When I set out to write fiction after my memoirs got published, I wished to continue writing, only about something other than me. A couple of years ago, I was nearing the end of a four-decade-long career as a painter. I needed a change, a different way of sharing what I observed, what I thought.

Being me, this meant I plunged headfirst into books on how to write novels, signed up for MasterClass, held weekly Zoom meetings with a writer friend, even received help (mentoring) from an established thriller author.

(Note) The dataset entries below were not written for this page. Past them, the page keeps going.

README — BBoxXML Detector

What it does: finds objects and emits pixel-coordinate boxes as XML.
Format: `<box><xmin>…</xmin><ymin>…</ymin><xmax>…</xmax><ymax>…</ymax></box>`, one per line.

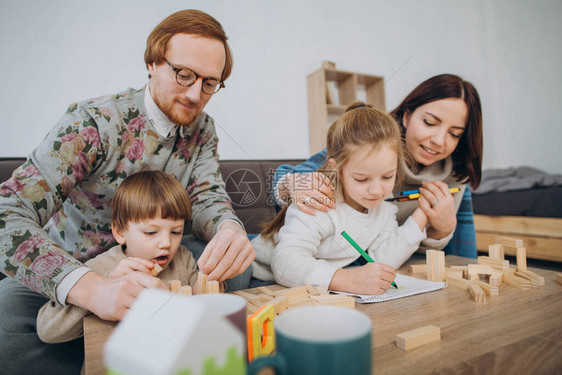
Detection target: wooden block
<box><xmin>409</xmin><ymin>264</ymin><xmax>427</xmax><ymax>274</ymax></box>
<box><xmin>557</xmin><ymin>273</ymin><xmax>562</xmax><ymax>285</ymax></box>
<box><xmin>436</xmin><ymin>251</ymin><xmax>446</xmax><ymax>282</ymax></box>
<box><xmin>288</xmin><ymin>296</ymin><xmax>314</xmax><ymax>308</ymax></box>
<box><xmin>502</xmin><ymin>268</ymin><xmax>516</xmax><ymax>276</ymax></box>
<box><xmin>256</xmin><ymin>286</ymin><xmax>276</xmax><ymax>297</ymax></box>
<box><xmin>450</xmin><ymin>266</ymin><xmax>468</xmax><ymax>270</ymax></box>
<box><xmin>475</xmin><ymin>280</ymin><xmax>498</xmax><ymax>296</ymax></box>
<box><xmin>469</xmin><ymin>283</ymin><xmax>486</xmax><ymax>303</ymax></box>
<box><xmin>151</xmin><ymin>263</ymin><xmax>163</xmax><ymax>276</ymax></box>
<box><xmin>265</xmin><ymin>296</ymin><xmax>289</xmax><ymax>315</ymax></box>
<box><xmin>503</xmin><ymin>274</ymin><xmax>532</xmax><ymax>289</ymax></box>
<box><xmin>169</xmin><ymin>279</ymin><xmax>181</xmax><ymax>293</ymax></box>
<box><xmin>489</xmin><ymin>273</ymin><xmax>503</xmax><ymax>287</ymax></box>
<box><xmin>467</xmin><ymin>264</ymin><xmax>494</xmax><ymax>276</ymax></box>
<box><xmin>495</xmin><ymin>236</ymin><xmax>524</xmax><ymax>249</ymax></box>
<box><xmin>445</xmin><ymin>268</ymin><xmax>464</xmax><ymax>279</ymax></box>
<box><xmin>314</xmin><ymin>286</ymin><xmax>329</xmax><ymax>296</ymax></box>
<box><xmin>488</xmin><ymin>243</ymin><xmax>505</xmax><ymax>260</ymax></box>
<box><xmin>178</xmin><ymin>285</ymin><xmax>192</xmax><ymax>296</ymax></box>
<box><xmin>477</xmin><ymin>256</ymin><xmax>509</xmax><ymax>270</ymax></box>
<box><xmin>275</xmin><ymin>286</ymin><xmax>309</xmax><ymax>302</ymax></box>
<box><xmin>194</xmin><ymin>272</ymin><xmax>207</xmax><ymax>295</ymax></box>
<box><xmin>246</xmin><ymin>303</ymin><xmax>261</xmax><ymax>315</ymax></box>
<box><xmin>426</xmin><ymin>251</ymin><xmax>435</xmax><ymax>281</ymax></box>
<box><xmin>310</xmin><ymin>295</ymin><xmax>356</xmax><ymax>308</ymax></box>
<box><xmin>445</xmin><ymin>275</ymin><xmax>472</xmax><ymax>290</ymax></box>
<box><xmin>232</xmin><ymin>290</ymin><xmax>263</xmax><ymax>307</ymax></box>
<box><xmin>426</xmin><ymin>250</ymin><xmax>445</xmax><ymax>282</ymax></box>
<box><xmin>306</xmin><ymin>285</ymin><xmax>320</xmax><ymax>295</ymax></box>
<box><xmin>396</xmin><ymin>325</ymin><xmax>441</xmax><ymax>351</ymax></box>
<box><xmin>259</xmin><ymin>294</ymin><xmax>275</xmax><ymax>303</ymax></box>
<box><xmin>516</xmin><ymin>247</ymin><xmax>527</xmax><ymax>271</ymax></box>
<box><xmin>206</xmin><ymin>280</ymin><xmax>220</xmax><ymax>294</ymax></box>
<box><xmin>515</xmin><ymin>270</ymin><xmax>545</xmax><ymax>287</ymax></box>
<box><xmin>490</xmin><ymin>269</ymin><xmax>504</xmax><ymax>278</ymax></box>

But, I had so much to learn; the hill I set out to climb seemed steep at first, with craggy outcroppings and slippery, uneven terrain. Although my experience as a painter prepared me well, I knew and accepted that the work ahead would prove difficult; I also knew that the best way to approach studying how to write and doing research for the novel was to simply get to it. So, although I have a long road ahead of me as a writer, I think I will be in learning mode. I hope I will, up till the end.

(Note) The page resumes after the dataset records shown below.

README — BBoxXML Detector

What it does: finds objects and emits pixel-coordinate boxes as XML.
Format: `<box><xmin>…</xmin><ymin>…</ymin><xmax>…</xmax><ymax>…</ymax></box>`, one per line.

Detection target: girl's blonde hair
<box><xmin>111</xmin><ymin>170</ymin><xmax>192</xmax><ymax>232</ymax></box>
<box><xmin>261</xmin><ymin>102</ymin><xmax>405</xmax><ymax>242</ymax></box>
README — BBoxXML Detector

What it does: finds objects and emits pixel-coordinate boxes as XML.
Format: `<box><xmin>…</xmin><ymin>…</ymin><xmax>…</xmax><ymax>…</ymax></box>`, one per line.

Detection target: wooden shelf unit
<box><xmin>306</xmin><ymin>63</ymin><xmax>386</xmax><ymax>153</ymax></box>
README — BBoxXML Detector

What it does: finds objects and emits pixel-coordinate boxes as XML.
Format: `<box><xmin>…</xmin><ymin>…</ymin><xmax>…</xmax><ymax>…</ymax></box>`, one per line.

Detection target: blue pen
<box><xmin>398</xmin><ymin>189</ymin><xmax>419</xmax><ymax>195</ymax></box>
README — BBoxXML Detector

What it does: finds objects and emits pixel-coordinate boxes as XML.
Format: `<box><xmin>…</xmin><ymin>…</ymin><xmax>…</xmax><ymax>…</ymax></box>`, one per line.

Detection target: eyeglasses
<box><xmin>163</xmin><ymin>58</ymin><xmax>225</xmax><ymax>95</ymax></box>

Until recently I was satisfied with the notion that I was writing a thriller, I still didn’t fully grasp the nuances of the type of story I was actually writing, that sub-genres were a thing and that the story I am working on, is what I now understand to be a dark psychological thriller, yes that’s actually a thing. As soon as I read those words and the definition, I knew I was home; it just felt right and comfortable. When I started out writing this thriller, I was poking around, finding my way, asking help from other, more experienced writers on how to go about the everyday exercise of putting words down, of creating a plot, sub-plots, slipping in red herrings, ensuring that if I made a promise, it was kept. But, it wasn’t until yesterday that I really figured out what got me feeling enthusiastic when writing, which genre truly got me feeling alive and motivated to continue creating stories that I hope will excite and captivate future readers on my novels.



For now, because this is all still relatively new to me, I understand that the story I’m working on is, in fact, a dark psychological thriller. Here is why I think this; the story is about a woman who has survived a traumatic life, is broken, living in quasi-isolation for many years until she is pulled into a case by a serial killer whose ultimate goal is to destroy her. But first, the killer wants to break her down, wants her to feel guilt over the murders he’s committing, placing the onus of their deaths on her shoulders. The protagonist, Mary, once ran away from the possibility of working as a profiler, she wasn’t able to deal with the transphobia levelled at her, she broke down and left the big city to live a quiet, uncomplicated life out in the countryside. The killer is playing a game with her, getting into her mind, making her question her worthiness as a profiler and as a woman.

Throughout this story, Mary will be triggered by past traumas, loss, and fears. Yet, she will also be confronted with choices. Will she again fold and give up, or will she be able to really see herself? Will she finally embrace her identity and love her uniqueness? This is about troubled lives, about deep dark connections lost in the fog of lies and secrets and, in the end, about owning one’s truth.

I don’t have a clear idea how long it will take me to get this novel completed; at first, I had to set some sort of goal, but now, I am going to simply enjoy the process, it’s the road there that is filled with riches if you stop and take the time to experience the details.

Keep an eye out for Mary Dubois; her first story is on the way!